With Gov. Paul LePage proposing to eliminate state revenue sharing, and a proposal to change the Business Equipment Tax Rebate program, Joseph and Sachs were busy last week at the State House, testifying before the Legislature against both changes.
Sachs spoke to the Committees on Appropriations and Financial Affairs, as well as Taxation.
“I am before you today to express my deep concern that the governor’s proposal to convert property currently enrolled in the Business Equipment Tax Rebate (BETR) program into the Business Equipment Tax Exemption (BETE) would have a significant negative financial effect on the town of Freeport,” Sachs said. “This conversion would be phased in over four years, so the full effects would not be seen until (for year) 2019. Freeport’s town assessor estimates that the loss this revenue to the town could be as high as $450,000 per year once the conversion is fully enacted in (for year) 2019, particularly as it is targeting the equipment purchased by the retail industry, which is heavily represented in Freeport.”
To put $450,000 in perspective, Sachs said, “this amount of money is enough to fund the yearly operation of the Freeport Community Library ($443,000 a year), or five months of operation of the Freeport Police Department ($1,088,000 a year).”
“This loss would be in addition to the estimated $316,000 loss to the town should the proposed elimination of the municipal revenue sharing program be approved.
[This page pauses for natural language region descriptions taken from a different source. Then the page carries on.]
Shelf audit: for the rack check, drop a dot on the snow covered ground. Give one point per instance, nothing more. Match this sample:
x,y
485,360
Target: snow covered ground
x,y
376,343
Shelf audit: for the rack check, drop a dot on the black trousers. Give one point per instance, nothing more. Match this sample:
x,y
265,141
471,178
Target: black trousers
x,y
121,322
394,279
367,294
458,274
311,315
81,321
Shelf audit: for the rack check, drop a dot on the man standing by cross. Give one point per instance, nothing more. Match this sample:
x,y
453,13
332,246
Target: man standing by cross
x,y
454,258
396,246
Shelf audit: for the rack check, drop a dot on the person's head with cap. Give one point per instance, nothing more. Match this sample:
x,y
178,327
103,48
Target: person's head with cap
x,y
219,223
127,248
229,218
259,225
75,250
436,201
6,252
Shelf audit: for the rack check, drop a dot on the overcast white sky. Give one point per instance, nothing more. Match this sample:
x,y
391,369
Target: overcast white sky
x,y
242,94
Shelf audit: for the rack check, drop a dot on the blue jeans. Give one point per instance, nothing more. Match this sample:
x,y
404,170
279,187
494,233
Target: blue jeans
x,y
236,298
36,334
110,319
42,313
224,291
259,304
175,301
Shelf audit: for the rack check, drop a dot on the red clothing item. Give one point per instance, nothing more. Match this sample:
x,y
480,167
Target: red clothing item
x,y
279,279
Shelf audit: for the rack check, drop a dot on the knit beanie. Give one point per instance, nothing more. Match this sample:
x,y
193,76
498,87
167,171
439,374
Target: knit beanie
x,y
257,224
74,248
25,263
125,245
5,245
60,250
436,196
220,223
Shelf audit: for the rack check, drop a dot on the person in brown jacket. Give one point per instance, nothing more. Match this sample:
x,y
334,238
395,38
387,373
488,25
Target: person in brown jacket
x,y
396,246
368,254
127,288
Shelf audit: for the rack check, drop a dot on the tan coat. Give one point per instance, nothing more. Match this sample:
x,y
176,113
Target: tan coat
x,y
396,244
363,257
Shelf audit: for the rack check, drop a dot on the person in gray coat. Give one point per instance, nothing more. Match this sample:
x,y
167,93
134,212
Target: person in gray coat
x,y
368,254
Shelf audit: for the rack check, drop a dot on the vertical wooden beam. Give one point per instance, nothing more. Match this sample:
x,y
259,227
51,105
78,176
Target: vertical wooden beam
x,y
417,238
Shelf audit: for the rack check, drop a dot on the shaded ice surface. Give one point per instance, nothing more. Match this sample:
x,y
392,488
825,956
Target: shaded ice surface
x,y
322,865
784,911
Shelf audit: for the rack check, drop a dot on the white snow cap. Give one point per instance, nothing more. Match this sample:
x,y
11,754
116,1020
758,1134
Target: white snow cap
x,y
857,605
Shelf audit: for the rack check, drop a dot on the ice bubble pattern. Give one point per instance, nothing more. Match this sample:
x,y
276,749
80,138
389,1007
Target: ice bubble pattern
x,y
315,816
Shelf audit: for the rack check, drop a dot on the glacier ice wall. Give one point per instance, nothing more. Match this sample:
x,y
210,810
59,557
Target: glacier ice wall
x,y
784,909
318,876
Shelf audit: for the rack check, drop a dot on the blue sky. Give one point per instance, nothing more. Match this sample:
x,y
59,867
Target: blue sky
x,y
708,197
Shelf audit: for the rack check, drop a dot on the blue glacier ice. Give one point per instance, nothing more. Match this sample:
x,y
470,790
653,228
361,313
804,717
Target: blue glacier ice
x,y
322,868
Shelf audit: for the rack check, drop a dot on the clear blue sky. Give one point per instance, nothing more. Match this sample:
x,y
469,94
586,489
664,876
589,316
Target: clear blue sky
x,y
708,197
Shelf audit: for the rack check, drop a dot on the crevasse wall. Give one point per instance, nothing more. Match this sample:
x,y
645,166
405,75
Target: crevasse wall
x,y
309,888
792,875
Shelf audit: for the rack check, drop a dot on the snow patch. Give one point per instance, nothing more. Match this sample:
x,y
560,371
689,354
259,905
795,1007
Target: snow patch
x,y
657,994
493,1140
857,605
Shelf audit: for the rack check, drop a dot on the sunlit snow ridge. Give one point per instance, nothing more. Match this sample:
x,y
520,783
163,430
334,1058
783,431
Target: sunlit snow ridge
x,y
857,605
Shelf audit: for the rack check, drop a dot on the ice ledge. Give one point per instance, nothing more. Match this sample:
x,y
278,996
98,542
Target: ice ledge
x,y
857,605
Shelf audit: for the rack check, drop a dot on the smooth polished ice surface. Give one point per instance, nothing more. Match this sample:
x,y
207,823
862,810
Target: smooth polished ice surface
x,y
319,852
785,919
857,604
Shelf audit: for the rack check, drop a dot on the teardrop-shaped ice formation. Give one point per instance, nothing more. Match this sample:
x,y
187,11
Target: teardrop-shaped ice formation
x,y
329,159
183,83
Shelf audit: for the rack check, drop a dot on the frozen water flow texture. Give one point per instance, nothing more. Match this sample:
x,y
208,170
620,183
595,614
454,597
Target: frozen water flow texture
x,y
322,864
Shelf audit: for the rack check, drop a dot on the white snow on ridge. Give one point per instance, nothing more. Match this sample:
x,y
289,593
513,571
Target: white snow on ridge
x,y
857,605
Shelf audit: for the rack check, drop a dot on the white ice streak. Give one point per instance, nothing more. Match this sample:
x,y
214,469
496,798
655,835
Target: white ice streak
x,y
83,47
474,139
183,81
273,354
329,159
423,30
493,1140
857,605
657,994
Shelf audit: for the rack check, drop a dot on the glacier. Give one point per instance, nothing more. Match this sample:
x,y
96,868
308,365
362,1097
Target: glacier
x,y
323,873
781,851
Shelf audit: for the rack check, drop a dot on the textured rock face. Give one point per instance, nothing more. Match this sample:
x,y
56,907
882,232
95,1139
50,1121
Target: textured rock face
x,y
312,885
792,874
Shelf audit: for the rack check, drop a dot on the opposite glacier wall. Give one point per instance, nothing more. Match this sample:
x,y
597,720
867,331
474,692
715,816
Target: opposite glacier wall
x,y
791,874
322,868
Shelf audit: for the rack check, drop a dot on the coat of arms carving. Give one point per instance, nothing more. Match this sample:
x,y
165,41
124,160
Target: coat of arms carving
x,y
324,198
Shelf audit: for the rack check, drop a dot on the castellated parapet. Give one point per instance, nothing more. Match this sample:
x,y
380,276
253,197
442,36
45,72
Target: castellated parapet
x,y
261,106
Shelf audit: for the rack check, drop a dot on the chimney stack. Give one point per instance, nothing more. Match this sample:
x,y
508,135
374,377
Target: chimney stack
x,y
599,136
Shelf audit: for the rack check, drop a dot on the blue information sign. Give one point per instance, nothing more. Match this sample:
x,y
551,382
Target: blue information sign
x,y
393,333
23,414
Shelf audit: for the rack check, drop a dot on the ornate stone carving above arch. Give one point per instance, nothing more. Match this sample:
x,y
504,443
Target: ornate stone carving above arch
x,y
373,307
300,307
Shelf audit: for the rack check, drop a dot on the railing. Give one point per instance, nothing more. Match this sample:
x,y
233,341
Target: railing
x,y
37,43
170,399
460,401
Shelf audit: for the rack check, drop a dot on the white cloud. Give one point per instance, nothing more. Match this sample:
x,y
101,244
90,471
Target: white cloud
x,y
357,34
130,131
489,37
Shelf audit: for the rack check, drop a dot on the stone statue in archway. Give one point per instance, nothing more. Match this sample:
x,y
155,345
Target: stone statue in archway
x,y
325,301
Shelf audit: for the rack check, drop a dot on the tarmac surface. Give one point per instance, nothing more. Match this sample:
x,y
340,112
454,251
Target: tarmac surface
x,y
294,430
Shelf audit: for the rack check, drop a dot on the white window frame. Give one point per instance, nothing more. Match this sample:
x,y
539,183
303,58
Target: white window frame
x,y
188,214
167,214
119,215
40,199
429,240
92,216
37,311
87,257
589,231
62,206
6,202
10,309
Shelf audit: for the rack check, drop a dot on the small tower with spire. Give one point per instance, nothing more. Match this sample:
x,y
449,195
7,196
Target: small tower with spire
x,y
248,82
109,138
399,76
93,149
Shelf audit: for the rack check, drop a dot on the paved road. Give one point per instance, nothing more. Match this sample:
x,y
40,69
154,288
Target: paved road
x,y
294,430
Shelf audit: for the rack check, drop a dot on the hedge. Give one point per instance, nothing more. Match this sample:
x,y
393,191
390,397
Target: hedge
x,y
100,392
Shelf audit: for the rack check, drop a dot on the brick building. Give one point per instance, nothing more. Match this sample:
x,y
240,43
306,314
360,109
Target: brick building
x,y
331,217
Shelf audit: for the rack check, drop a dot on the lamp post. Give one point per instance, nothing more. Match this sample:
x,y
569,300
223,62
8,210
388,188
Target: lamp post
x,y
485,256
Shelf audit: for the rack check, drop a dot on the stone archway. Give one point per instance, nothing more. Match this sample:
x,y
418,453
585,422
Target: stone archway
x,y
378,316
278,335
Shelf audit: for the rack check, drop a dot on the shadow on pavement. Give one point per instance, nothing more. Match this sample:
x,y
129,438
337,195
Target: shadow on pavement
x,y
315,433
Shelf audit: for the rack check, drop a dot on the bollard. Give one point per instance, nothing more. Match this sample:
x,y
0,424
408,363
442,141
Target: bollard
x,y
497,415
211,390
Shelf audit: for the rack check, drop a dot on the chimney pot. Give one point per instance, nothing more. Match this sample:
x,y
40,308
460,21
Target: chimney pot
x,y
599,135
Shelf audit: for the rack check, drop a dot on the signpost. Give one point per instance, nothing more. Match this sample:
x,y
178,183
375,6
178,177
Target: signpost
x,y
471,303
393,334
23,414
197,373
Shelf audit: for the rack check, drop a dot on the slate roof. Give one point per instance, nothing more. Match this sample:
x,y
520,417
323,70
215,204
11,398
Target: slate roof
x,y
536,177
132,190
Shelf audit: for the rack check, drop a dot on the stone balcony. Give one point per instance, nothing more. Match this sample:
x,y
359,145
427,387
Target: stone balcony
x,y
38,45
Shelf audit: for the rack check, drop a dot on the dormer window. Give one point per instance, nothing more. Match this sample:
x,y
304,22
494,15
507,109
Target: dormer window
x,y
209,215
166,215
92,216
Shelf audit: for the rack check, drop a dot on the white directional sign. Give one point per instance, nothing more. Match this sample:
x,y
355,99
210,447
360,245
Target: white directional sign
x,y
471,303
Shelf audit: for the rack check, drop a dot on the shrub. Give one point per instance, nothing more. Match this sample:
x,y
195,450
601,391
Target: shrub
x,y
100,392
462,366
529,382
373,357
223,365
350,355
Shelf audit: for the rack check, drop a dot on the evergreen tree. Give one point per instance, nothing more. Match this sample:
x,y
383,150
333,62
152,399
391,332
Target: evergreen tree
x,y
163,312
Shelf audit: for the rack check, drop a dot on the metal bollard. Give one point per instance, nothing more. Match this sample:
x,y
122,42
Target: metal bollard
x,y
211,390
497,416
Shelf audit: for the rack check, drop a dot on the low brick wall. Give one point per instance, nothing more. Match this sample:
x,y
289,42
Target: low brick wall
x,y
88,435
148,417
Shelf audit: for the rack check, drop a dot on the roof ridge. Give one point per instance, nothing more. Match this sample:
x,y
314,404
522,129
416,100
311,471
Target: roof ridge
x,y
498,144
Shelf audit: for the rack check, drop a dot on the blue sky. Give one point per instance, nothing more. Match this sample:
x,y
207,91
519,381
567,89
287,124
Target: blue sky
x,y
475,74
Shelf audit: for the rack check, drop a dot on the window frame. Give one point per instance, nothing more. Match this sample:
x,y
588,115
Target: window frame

Taken together, these revenue losses would total approximately 8.5 percent of the town’s operating budget, and could add up to 55 cents to the local property tax rate, which would cost the median residential property owner (a $220,000 house) approximately $125 per year in additional taxes.”
She urged the members of the committees to reject the governor’s proposals and the “continued evisceration of the revenue-sharing program.”
Joseph also spoke at a joint meeting of the Appropriations and Taxation committees. He told the Tri-Town Weekly on Monday thst LePage’s proposals to eliminate state revenue-sharing, tax nonprofits and eliminate the state income tax are “a shell game.” The Town Council will discuss those issues at its March 3 meeting, Joseph said, and could vote to make some sort of declaration, or sentiment.
Freeport received $690,000 in state revenue sharing in 2008, and that amount has steadily been eroding, Joseph said.
“If the state eliminates revenue sharing completely, it would be a loss of approximately $320,000 to the town,” Joseph said. “We’ve already been reduced by more than half that since 2008.”
Joseph said he sees no upside to such a switch in tax policy.
“Assuming that the town budget stays flat and that state budget stays flat,” he said, “it would shift the tax burden to the local property tax.”